昨日送られてきたヨーロッパインプラント学会EAOの雑誌Clinical Implant Researchを読んでいたら面白い記事を見つけたのでご紹介。

歯科医の仕事は失われた口腔機能の回復なので入れ歯の型を取ったり削ってかぶせる補綴物の型を取るのが日常の主な仕事になっています。

精密に取った歯型(印象と言います)に石膏を注いで硬化したらその模型の上で歯科技工士が入れ歯やクラウン、インレーを指輪を作るのと同じやり方で鋳造し製作していきます。

ところが最近ではその方法が激変し、口腔内をデジタルカメラで撮影しミリングマシンでジルコニアなどの硬くて審美的な材料のブロックを精密に削り出すやり方に替わってきました。

当院にも設置してあるドイツ製のセレックのようなものです。

面倒な型どりやら石膏注ぎやワックスアップ鋳造などの一連の技工操作をすべて省略し清潔に精密に出来るのは術者にも患者にも大いにありがたい方法と言えます。

しかし本当に精度は両者で変わらないのかあるいはどちらかがより優れているのかはメーカー宣伝を除き不明でした。

そこでハーバード大学のLeeらが従来法とCAD,CAMを使った両者を比較してみた実験結果を発表しています。

それによると両者の差はほとんどなく口腔内カメラで撮影した画像をもとにデジタル印象を取った補綴物は従来法と差がないことが証明されたそうです。

ただし細かい歯の溝の再現性はまだ従来法に分があるということで、これからの改善点になるようです。

歯科医院に技工室を作るとワックスの焼却などでガスが発生して注意しないと職場環境が悪化します。

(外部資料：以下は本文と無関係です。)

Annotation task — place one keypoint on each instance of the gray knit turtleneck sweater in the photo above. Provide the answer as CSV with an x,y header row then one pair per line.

小生のところでもそれを考えて最初から技工室は作らずすべて外注にいたしました。

おかげで綺麗な空気で毎日診療出来ています。

ただしデジタル処理して作る補綴物はほとんどが保険外診療となるため費用が発生するのは避けられません。

審美治療でアレルギーの元となりうる金属を使わず行くのか、従来法で銀合金で行くのかは患者さん一人ひとりの選択となっているのです。